The primary aim of this study was to examine scorer reliability for all MFTs which comprised the three motor function outcomes (TIMPSI, CHOP-INTEND and AIMS) used during the NN101 study. A secondary objective was to compare reliability between CEs with less experience with SMA and the specific MFTs used versus CEs with more experience.

MATERIALS AND METHODS

This study was approved by The Ohio State University Wexner Medical Center, the NeuroNEXT Central Institutional Review Board [35], and Northwestern University Institutional Review Boards and informed consent was received for all participants involved in training sessions.

Tools

Motor function tests selected for the SMA Infant Biomarker study included the TIMPSI [11, 31], CHOP-INTEND [32], and the AIMS [33, 34]. All three MFTs assess spontaneous movement, postural control, and gravity eliminated and antigravity strength in a variety of postures and positions. The TIMPSI and the CHOP-INTEND also assess reflexive movements [9 , 36]. Both the TIMPSI and the CHOP-INTEND have previously demonstrated concurrent and discriminant validity and good to excellent scorer reliability in smaller studies when used with infants with SMA [11, 32]. The AIMS has demonstrated reliability and validity in large populations of typically developing and at risk infants [37, 38] and has recently been used in a clinical case study of a child with SMA type 1 [39]. Instructional manuals, adapted from the original test manuals, with detailed operational definitions, administration directions, illustrations and scoring criteria were provided for each MFT at the start of the study [31 , 41]. A standardized SMA MFT video library (available via nuptpalslab@northwestern.edu) was developed which included 8–16 professionally recorded videos of each study MFT. The videos included infants with and without SMA, between two weeks and 12 months of age that were the expected ages of study subjects that would be enrolled. Each video was reviewed and edited by two different expert evaluators to assure administration fidelity and that all items were captured at angles to allow for scoring by those viewing the videos. Each video was then scored by the same two expert evaluators and scores were compared for agreement. If item scores were not in agreement, items were discussed to come to agreement. If agreement consensus was not achieved (n = 2) the item was dropped from the video. Once consensus was achieved, expert clinician (consensus) scores were recorded and saved for each video for later use in reliability and agreement with expert rater assessments. Videos from the training library were utilized for training and for sessions assessing reliability of scores and agreement with expert rater. MFT library videos utilized in both training and reliability were rotated from session to session to reduce impact of bias by having raters score different videos after each training session.

Clinical evaluators

Twenty-three total clinical evaluators from the fifteen participating centers participated in reliability training across the duration of the study.
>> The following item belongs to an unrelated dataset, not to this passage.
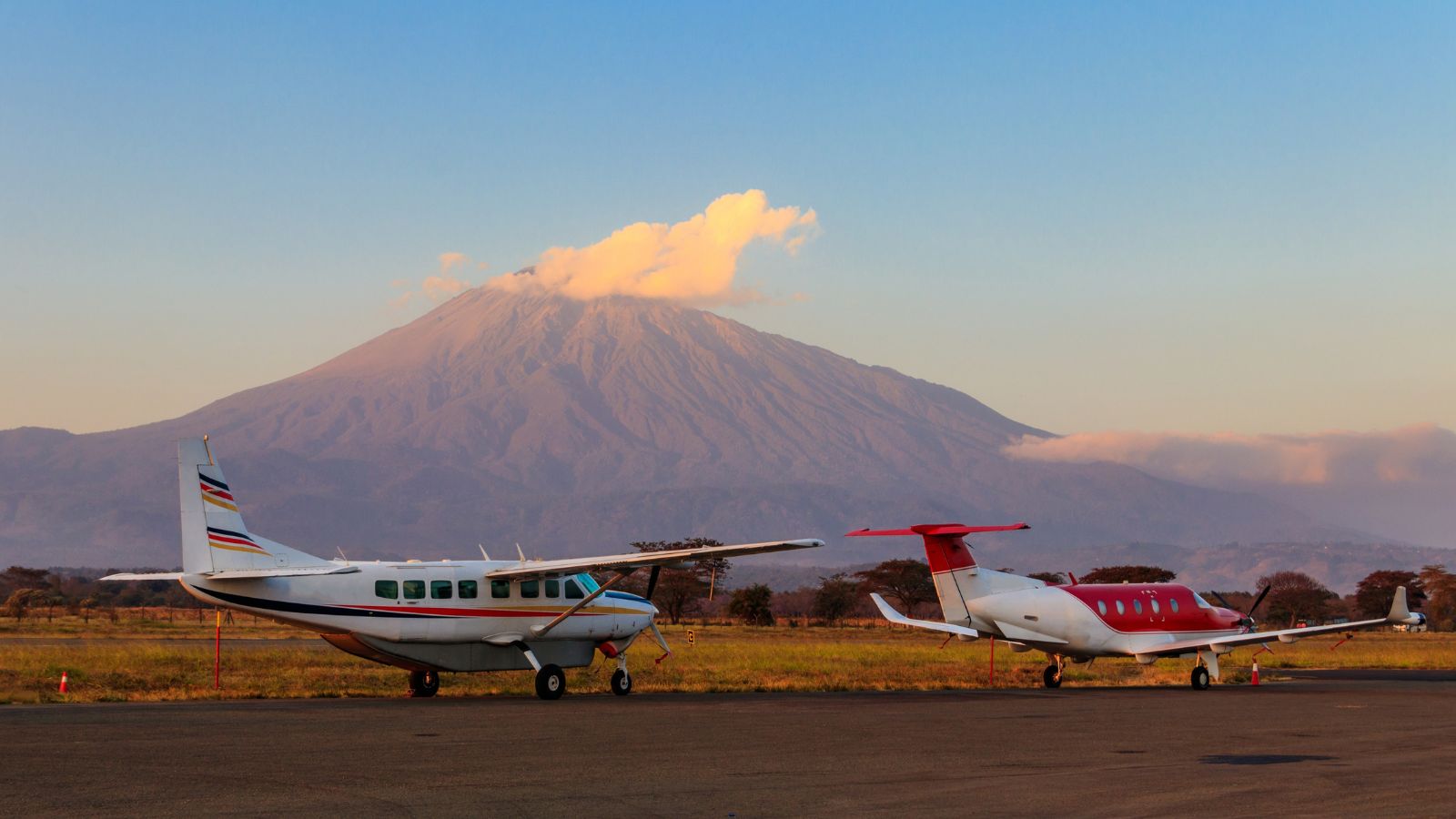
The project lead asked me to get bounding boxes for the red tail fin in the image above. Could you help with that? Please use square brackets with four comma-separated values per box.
[844, 523, 1031, 574]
Participation in any one training/reliability session varied based on availability/attendance at the time of training sessions and when they entered the study as a CE. All CEs had varying years of clinical experience [0–37 years, median 10.5 (interquartile range or IQR = 22.2) years], as well as varying degrees of experience with SMA [0–36 years, median 4.5 (IQR = 8) years]. Twenty-two were physical therapists and one was a research kinesiologist. Eighteen CEs (77%), including the kinesiologist, had experience in pediatrics and with children with SMA. Five CEs had adult clinical experience only; two of those had previous experience with SMA. Raters were grouped for later analyses of experienced vs novice CEs. Groups were determined by years of experience with the MFT being assessed prior to the start of the study. Group 1 (experienced evaluators) included those with any previous experience with the MFT being assessed and Group 2 (novice evaluators) included those with no prior experience with the MFT.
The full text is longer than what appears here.